Ricorda peraltro il collegio che l’art. 3, comma 25 della legge reg. 25 luglio 2012, n. 14 e successive modifiche ed integrazioni stabilisce che <<In attuazione di quanto previsto dall’articolo 3 bis, comma 1, terzo e quarto periodo, del decreto legge 13 agosto 2011, n. 138 (Ulteriori misure urgenti per la stabilizzazione finanziaria e per lo sviluppo), convertito, con modificazioni, dalla legge 148/2011, e sulla base di deliberazioni degli enti locali interessati, da perfezionare con la relativa assunzione entro il 31 dicembre 2013, nei casi di forme di cooperazione tra enti locali per la gestione diretta e in house dei servizi pubblici relativi ai rifiuti urbani operanti per la raccolta differenziata e il recupero in attuazione delle direttive comunitarie in materia, l’ambito territoriale unico di cui all’articolo 3, comma 51, della legge regionale 11 agosto 2011, n. 11(Assestamento del bilancio 2011), che viene confermato anche successivamente al 31 dicembre 2013, risulta articolato in zone funzionali corrispondenti alle predette forme di cooperazione>> .

Pertanto, in base alla norma ora riportata, spetta alle predette “forme di cooperazione” esistenti l’esercizio della funzione di organizzazione del servizio pubblico di gestione dei rifiuti nelle corrispondenti “zone funzionali”. Nel caso di specie il collegio ritiene che in tal modo si pervenga proprio all’Assemblea di coordinamento intercomunale, per mezzo della quale gli enti locali soci di Ambiente Servizi s.p.a. esercitano il controllo analogo sulla società, la quale può pertanto legittimamente adottare, in forza del sopra citato art. 3, comma 25 della legge reg. cit., deliberazioni riguardanti l’organizzazione del servizio di gestione dei rifiuti nel territorio dei Comuni di riferimento.

In ragione di quanto sopra, le deliberazioni consiliari qui impugnate, essendo state adottate per dare attuazione alla deliberazione dell’Assemblea di coordinamento intercomunale n. 141 del 27 novembre 2012 , non si pongono in contrasto con la normativa in materia di organizzazione del servizio di gestione dei rifiuti urbani.

Né vi è ragione per ritenere che l’art. 3, comma 25 legge reg. n. 14/2012 non sarebbe più applicabile dal momento che il Piano regionale di gestioni dei rifiuti, adottato con decreto del Presidente della Regione 31 dicembre 2012, n. 0278/Pres., ha individuato un unico ambito territoriale regionale.

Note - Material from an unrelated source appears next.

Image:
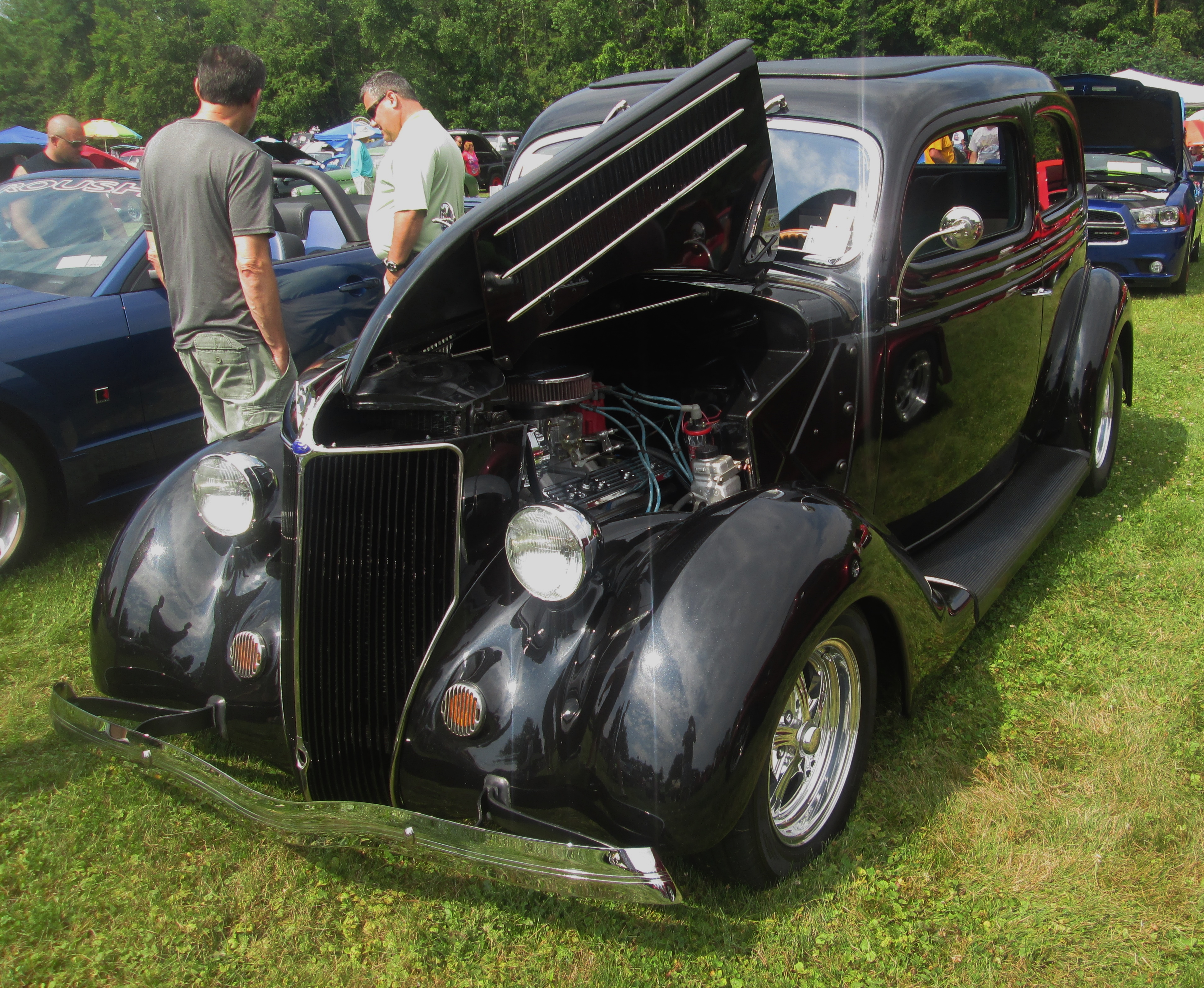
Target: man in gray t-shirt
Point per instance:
(208, 199)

Infatti, l’art. 3, comma 25 della legge reg. cit., anche dopo le recenti modifiche apportate dall’art. 4 della legge reg. 26 luglio 2013, n. 6, stabilisce ancora espressamente che <<l’ambito territoriale unico di cui all’articolo 3, comma 51, della legge regionale 11 agosto 2011, n. 11 (Assestamento del bilancio 2011), che viene confermato anche successivamente al 31 dicembre 2013, risulta articolato in zone funzionali corrispondenti alle predette forme di cooperazione>> e non si vede perché la Associazione di Comuni cui fa riferimento Ambiente Servizi spa non possa ritenersi rispondente a tale previsione.

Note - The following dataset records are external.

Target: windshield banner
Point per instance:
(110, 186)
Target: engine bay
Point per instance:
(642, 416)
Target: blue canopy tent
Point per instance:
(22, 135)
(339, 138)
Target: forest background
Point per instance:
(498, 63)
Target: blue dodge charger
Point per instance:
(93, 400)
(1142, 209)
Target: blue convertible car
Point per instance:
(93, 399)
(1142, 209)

Con il secondo motivo di ricorso si contesta la violazione dell’art. 198 del d.lgs. n. 152/2006 in quanto, a dire del ricorrente, «non risulta che il Comune abbia adot-tato il regolamento previsto dalla predetta norma che costituisce presupposto e/o condizione senza la quale non è possibile alcuna deliberazione in tema di assimila-zione dei rifiuti speciali ai rifiuti urbani». Osserva peraltro il collegio che l’art. 198 del d.lgs. n. 152/2006 stabilisce che i Comuni concorrono a disciplinare con appositi regolamenti la gestione dei rifiuti urbani, prevedendo, in particolare, al punto g), «l’assimilazione, per qualità e quantità, dei rifiuti speciali non pericolosi ai rifiuti urbani, secondo i criteri di cui all’articolo 195, comma 2, lett. e), ferme restando le definizioni di cui all’articolo 184, comma 2, lettere e) e d)» e che, come del resto è stato chiaramente illustrato nelle premesse della deliberazione qui impugna-ta, lo Stato non ha ancora emanato il regolamento ministeriale di cui all’art. 195, comma 2, lett. e) del d.lgs. n. 152/2006 per la determinazione dei criteri per l’assimilazione dei rifiuti speciali agli urbani e, pertanto, ai sensi dell’art. 1, comma 184, lett. a) e b) della legge n. 296/2006, «nelle more della completa attuazione delle dispo-sizioni recate dal decreto legislativo 3 aprile 2006, n. 152 e successive modificazio-ni: …in materia di assimilazione dei rifiuti speciali ai rifiuti urbani, continuano ad applicarsi le disposizioni degli articoli 18, comma 2, lettera d), e 57, comma 1, del decreto legislativo 5 febbraio 1997, n. 22».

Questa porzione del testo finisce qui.